It’s not every Friday that you find yourself sitting in a hotel room with international music heavyweights, The Internet. Cosy in sweats, t-shirts and hoodies, the group known for hits like Girl and Don’t Cha sat sprawled across two double beds, unassuming in their musical prowess.
With a line up made up of two original members, Syd tha Kid and Matt Martians — both producers and vocalists who first met on MySpace — the band also features Patrick Paige II on bass, Christopher Smith on drums and Steve Lacy on guitar. As we fell into easy conversation ahead of their performance at Cape Town Jazz Fest 2017, I began to explore with them the fluidity of rhythm and sound.
While the idea of genre has become debatable due to the subjectivity of the act, separating “musical language” is tricky since techniques and styles overlap in the midst of creativity. The Internet stands as an example of that, with lyrics of love and lust that combine the flow of hip-hop, the synth of soul and jazz undertones.

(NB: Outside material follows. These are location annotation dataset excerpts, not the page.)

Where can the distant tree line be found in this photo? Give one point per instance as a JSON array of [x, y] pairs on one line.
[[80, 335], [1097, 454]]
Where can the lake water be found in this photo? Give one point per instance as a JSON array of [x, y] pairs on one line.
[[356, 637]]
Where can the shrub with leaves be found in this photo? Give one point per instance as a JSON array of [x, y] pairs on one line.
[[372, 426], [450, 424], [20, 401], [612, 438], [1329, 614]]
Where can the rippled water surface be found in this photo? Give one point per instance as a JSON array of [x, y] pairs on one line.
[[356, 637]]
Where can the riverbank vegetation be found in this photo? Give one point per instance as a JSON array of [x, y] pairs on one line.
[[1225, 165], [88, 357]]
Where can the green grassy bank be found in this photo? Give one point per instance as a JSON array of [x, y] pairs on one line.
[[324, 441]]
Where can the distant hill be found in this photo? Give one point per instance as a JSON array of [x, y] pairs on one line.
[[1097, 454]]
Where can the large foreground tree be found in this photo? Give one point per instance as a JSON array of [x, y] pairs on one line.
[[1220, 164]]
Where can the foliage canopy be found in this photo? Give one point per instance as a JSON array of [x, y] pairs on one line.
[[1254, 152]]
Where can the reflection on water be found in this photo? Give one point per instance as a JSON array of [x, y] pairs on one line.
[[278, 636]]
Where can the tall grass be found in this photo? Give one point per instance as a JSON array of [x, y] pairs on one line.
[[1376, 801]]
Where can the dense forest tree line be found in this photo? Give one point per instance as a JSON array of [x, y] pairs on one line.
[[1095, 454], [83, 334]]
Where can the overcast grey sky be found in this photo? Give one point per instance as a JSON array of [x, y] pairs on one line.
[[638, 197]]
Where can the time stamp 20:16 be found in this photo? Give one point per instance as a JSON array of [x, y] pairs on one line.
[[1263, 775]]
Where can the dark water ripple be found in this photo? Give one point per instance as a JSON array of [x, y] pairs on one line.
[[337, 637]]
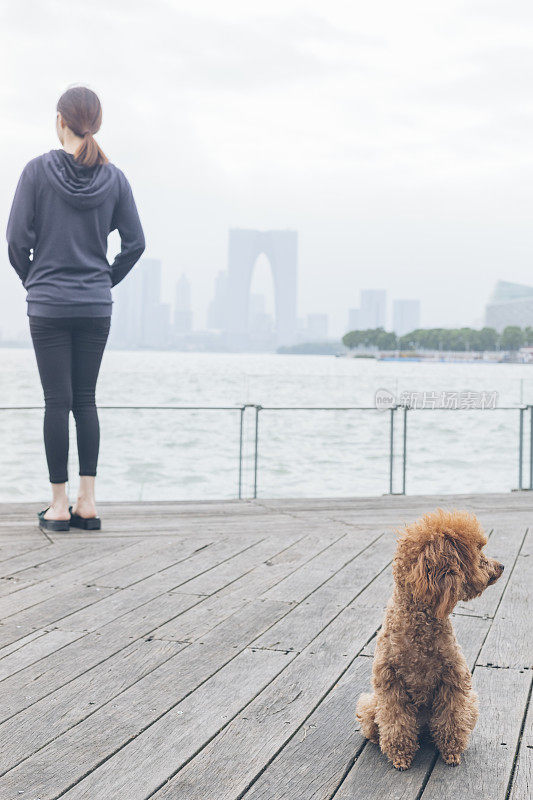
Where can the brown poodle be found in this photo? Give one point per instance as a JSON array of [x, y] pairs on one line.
[[419, 673]]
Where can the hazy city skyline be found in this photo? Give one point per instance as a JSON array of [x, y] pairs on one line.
[[382, 141]]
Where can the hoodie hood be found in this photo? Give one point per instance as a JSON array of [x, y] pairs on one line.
[[82, 187]]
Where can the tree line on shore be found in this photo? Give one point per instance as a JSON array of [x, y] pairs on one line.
[[457, 339]]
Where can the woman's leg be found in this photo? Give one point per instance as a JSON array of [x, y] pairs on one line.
[[88, 344], [52, 345]]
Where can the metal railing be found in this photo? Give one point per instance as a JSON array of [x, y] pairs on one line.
[[403, 410]]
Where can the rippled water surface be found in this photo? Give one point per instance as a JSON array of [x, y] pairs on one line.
[[153, 454]]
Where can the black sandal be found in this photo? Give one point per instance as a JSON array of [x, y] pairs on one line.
[[52, 524], [86, 523]]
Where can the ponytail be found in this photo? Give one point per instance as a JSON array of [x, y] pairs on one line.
[[89, 153], [82, 112]]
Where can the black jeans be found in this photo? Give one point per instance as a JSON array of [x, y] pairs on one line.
[[69, 352]]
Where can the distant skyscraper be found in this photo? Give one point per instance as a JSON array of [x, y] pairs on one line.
[[182, 306], [139, 317], [354, 315], [372, 313], [405, 316], [317, 327], [373, 308], [217, 313], [281, 250], [510, 304]]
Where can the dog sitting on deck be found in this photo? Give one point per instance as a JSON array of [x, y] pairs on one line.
[[419, 673]]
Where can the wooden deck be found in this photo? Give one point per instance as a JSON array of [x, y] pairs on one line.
[[215, 651]]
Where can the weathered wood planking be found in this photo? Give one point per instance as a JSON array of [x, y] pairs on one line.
[[522, 787], [146, 762], [237, 756], [33, 728], [311, 765], [86, 745], [493, 743], [173, 686]]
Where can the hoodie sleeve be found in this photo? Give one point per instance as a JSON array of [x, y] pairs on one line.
[[20, 226], [126, 221]]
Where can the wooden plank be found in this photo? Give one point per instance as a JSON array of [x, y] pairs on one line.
[[372, 775], [522, 785], [204, 559], [313, 762], [486, 766], [309, 617], [72, 559], [146, 762], [34, 558], [173, 580], [233, 760], [238, 592], [504, 545], [86, 745], [316, 572], [149, 561], [32, 594], [31, 684], [29, 731], [510, 639], [229, 571], [38, 680], [48, 642], [50, 611], [13, 549]]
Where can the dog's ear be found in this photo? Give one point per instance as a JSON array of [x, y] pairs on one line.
[[436, 578]]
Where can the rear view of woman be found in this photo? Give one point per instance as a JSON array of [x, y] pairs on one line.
[[66, 203]]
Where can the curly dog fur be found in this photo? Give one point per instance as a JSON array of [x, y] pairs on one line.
[[419, 672]]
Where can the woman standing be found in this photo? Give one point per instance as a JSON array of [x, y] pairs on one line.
[[66, 203]]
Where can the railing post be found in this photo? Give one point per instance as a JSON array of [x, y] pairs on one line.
[[391, 451], [521, 450], [256, 448], [404, 465], [531, 447], [240, 450]]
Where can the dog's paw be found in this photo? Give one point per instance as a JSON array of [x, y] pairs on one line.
[[401, 764], [452, 759]]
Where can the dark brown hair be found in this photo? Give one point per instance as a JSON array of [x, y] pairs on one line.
[[82, 112]]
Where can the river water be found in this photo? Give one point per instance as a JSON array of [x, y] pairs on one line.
[[178, 454]]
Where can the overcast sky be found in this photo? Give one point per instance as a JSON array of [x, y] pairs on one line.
[[396, 138]]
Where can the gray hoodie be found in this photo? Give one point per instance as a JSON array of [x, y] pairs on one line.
[[61, 216]]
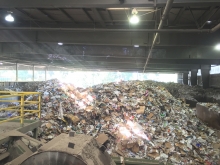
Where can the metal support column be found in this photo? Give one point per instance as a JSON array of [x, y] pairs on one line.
[[33, 74], [205, 69], [16, 72], [194, 77], [185, 78], [180, 78], [45, 73]]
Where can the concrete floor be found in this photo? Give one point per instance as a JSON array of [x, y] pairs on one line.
[[9, 126]]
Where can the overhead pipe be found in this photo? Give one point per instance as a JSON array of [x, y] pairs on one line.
[[163, 19]]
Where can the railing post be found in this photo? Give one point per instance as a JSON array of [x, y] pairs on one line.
[[39, 105], [22, 110]]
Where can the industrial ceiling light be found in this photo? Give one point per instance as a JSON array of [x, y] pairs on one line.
[[217, 47], [134, 19], [9, 17]]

“We think it’s very soulful, that’s about as much label as we try to put on it. Anything beyond that is getting too specific and unnecessary,” said Syd. “People don’t wanna take the time to listen to a whole album to see what they think it sounds like.”

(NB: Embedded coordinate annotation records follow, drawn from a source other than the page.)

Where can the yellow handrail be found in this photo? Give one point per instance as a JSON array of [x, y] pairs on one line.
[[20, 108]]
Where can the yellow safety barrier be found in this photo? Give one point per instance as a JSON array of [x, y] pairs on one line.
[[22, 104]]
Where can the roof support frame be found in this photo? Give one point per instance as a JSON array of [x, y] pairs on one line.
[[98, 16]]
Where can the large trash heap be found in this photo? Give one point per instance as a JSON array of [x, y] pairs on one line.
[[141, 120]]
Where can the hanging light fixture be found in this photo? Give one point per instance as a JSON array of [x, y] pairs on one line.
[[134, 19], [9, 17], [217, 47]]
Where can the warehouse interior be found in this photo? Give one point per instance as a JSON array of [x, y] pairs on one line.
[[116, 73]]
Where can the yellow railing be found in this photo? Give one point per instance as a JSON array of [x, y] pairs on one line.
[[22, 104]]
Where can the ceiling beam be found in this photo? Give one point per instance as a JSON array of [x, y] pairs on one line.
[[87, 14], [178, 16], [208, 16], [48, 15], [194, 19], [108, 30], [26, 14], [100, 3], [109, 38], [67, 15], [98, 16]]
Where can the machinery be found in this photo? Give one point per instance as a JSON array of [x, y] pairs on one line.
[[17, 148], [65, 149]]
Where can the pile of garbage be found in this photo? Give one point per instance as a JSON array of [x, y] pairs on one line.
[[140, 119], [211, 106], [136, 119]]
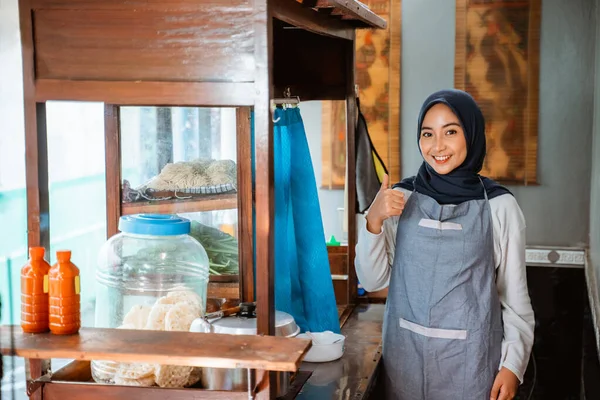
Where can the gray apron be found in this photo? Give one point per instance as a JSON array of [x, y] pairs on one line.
[[442, 332]]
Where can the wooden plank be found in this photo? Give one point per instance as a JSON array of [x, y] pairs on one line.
[[356, 10], [295, 14], [264, 173], [351, 117], [193, 349], [245, 203], [299, 60], [148, 93], [36, 160], [204, 203], [264, 184], [75, 371], [62, 391], [223, 290], [112, 156], [141, 5], [214, 43]]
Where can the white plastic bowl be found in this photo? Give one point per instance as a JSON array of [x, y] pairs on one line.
[[326, 346]]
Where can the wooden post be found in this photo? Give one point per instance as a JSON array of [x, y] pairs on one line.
[[112, 156], [264, 182], [351, 165], [245, 201]]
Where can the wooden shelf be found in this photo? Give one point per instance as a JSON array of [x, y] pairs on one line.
[[204, 203], [214, 350]]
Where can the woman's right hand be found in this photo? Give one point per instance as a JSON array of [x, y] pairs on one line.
[[388, 203]]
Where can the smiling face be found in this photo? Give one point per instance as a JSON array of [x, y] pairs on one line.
[[442, 140]]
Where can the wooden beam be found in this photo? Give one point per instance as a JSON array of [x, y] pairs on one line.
[[356, 10], [301, 17], [161, 5], [210, 94], [245, 204], [264, 182], [112, 156], [351, 116], [90, 391], [36, 154], [271, 353]]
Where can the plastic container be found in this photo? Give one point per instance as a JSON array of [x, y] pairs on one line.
[[34, 293], [151, 276], [63, 295], [326, 346]]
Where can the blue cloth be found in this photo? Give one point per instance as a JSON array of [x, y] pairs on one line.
[[303, 285]]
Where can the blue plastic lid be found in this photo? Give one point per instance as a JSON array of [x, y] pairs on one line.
[[154, 224]]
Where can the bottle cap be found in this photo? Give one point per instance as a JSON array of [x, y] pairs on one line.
[[37, 253], [63, 255]]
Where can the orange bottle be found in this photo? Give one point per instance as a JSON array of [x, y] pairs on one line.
[[65, 313], [34, 292]]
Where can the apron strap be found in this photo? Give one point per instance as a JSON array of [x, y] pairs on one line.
[[484, 191]]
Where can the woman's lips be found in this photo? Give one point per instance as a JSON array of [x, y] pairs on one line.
[[441, 159]]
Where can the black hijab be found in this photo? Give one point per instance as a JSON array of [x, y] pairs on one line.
[[462, 184]]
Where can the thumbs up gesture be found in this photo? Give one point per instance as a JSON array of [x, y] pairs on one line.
[[388, 203]]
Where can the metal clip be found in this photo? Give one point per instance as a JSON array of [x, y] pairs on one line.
[[287, 101], [33, 385]]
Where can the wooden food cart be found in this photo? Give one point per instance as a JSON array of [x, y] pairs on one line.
[[204, 53]]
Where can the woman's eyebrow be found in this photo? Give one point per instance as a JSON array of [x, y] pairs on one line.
[[445, 126]]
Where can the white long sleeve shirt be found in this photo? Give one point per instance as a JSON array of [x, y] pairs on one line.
[[375, 256]]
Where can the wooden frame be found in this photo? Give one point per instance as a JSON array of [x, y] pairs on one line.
[[64, 59], [384, 121], [505, 84]]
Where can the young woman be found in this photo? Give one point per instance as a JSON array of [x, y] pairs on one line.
[[450, 246]]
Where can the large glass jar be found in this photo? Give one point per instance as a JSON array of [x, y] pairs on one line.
[[151, 276]]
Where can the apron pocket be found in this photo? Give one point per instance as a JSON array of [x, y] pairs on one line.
[[444, 356], [433, 332]]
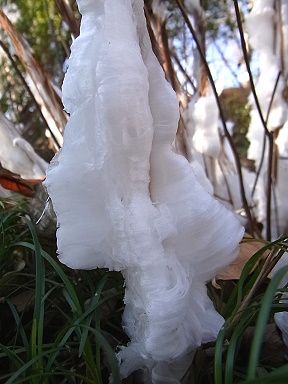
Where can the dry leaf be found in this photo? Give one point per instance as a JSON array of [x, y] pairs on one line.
[[247, 250]]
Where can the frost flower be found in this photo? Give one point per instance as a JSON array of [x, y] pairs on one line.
[[136, 207]]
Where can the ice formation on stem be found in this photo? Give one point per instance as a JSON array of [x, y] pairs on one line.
[[17, 155], [136, 207]]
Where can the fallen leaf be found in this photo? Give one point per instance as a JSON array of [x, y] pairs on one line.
[[248, 247]]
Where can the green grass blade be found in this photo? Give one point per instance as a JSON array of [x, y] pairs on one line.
[[262, 321]]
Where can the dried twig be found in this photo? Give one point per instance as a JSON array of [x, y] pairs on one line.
[[246, 207]]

Their name jokingly began as a response to always being asked where they were from, today The Internet has solidified beyond a personification of a space online where they were first discovered. With a sound defined as broadly as new age soul to trip-hop to alternative R&B, narrowing their style into a singular type has been difficult for more than one critic.
Patrick Paige II recaps and shares where their love for music began. “It’s hard to pick one moment but for all of us it began with Saturday and Sunday cleaning music, that soul music our parents used to play.” Doing chores with music playing, their inspirations to create music were diverse, ranging from Guitar Hero to Aretha Franklin and Anita Baker, as well as MJ’s Billie Jean and The Neptunes’s early 2000s productions.

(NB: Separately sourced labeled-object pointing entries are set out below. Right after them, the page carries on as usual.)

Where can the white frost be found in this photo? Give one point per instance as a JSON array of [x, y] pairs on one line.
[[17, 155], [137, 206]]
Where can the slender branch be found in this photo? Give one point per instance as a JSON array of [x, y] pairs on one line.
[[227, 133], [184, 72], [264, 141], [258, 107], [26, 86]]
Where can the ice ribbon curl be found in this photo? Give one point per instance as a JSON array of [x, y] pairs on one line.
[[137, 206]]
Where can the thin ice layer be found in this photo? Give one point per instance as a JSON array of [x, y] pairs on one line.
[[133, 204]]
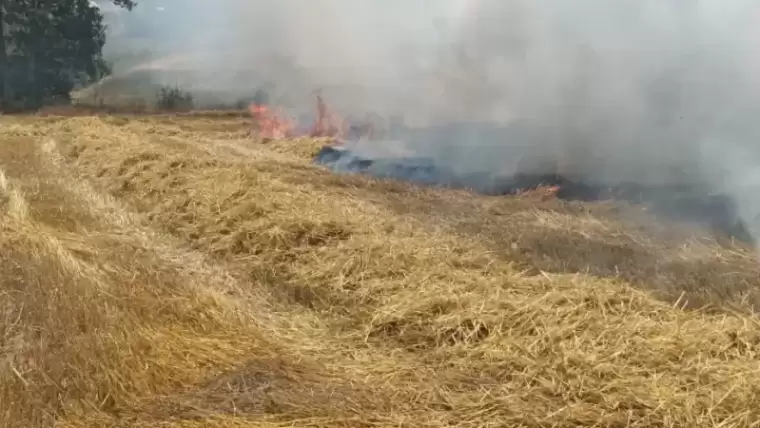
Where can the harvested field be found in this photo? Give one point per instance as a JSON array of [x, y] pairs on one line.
[[167, 271]]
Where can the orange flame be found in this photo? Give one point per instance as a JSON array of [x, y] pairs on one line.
[[271, 124]]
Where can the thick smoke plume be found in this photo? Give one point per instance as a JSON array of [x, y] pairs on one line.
[[650, 91]]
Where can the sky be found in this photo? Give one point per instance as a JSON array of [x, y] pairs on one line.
[[631, 90]]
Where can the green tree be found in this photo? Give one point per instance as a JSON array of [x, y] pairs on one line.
[[47, 47]]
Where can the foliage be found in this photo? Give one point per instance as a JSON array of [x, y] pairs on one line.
[[48, 48]]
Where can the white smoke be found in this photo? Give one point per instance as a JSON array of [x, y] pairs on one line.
[[625, 90]]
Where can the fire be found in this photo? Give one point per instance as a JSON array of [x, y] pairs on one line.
[[273, 124]]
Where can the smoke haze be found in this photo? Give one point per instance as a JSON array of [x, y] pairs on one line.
[[630, 90]]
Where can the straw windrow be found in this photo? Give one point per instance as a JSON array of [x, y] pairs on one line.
[[167, 272]]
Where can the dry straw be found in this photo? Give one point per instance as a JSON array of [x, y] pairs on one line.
[[169, 272]]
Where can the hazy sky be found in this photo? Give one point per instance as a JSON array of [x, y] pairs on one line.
[[628, 89]]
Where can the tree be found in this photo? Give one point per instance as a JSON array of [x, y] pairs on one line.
[[47, 47]]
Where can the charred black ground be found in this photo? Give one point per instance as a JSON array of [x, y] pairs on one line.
[[694, 203]]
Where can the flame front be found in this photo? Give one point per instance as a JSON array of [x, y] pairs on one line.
[[271, 123]]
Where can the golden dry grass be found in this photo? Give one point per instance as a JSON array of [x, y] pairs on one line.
[[168, 272]]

From their debut album Purple Naked Ladies (2011), their sophomore Feel Good (2013) and Ego Death (2015), they have collaborated with acts like Janelle Monae, Kaytranada, Mac Miller, Tyler the Creator and Jesse Boykins III in a way they only describe as organic. “We let it happen, if no one is supposed to be on the album, no one will be on the album,” said Matt Martians.
The nuances they still carry in their taste extend in their sound as they straddle from one genre to the next. Three albums in with a steady following around the globe, seeing them onstage at the Cape Town International Jazz Festival is almost exactly like seeing them up close: relaxed in demeanour, constantly feeding off each other’s energy.
When Ego Death got a Grammy nod for Best Urban Contemporary Album in 2016, there was a sentiment that while the broad nature of the debated “urban” title has become an umbrella word for work produced by artists of colour, it also gives other acts – who do not fall into a specific category – an opportunity for recognition. Matt Martians expresses, “I appreciate that we were nominated but it divides things too much. I mean, what separates what we do from what R&B-defined acts do?”
While last year was a time for their own projects to come to fruition — Syd’s debut album Fin, Steve’sDemo, Christopher Smith’s album Loud and Matt’s The Drum Chord Theory — as fans we got to enjoy solo adventures while anticipating new music. Still involved in one another’s work, they’re all content to blend their different ideas and personalities. “We needed an outlet to get our weird shit out. If one person doesn’t like an idea, we trash it.” said Syd.
The process for creating music remains different for every song. As The Internet, it usually starts with the beat then everyone adds a hook, lyric or riff they feel would work best for the final cut. With their new album set to release later this year, “Now we’re reaching for Jay Kay from Jamiroquai next,” shared Lacy.
As they continue to explore soul-beats with no restriction, it makes me realise that with music heard in many different ways, for many different moods, maybe it should be more about feeling than genre. Sure, finding new music and sorting through your iTunes library may be easier using genre but how music moves us to dance in moments of celebration or cry in moments of recollection shouldn’t be narrowed down to a convention created years ago.
With artists of the same feel like Masego, Simphiwe Dana and the R+R = Now (made up of Robert Glasper, Christian Scott, Terrace Martin, Taylor McFerrin) and more, prepping to perform in Cape Town this month, see a celebration of musical fluidity coming to life at the Cape Town International Jazz Fest.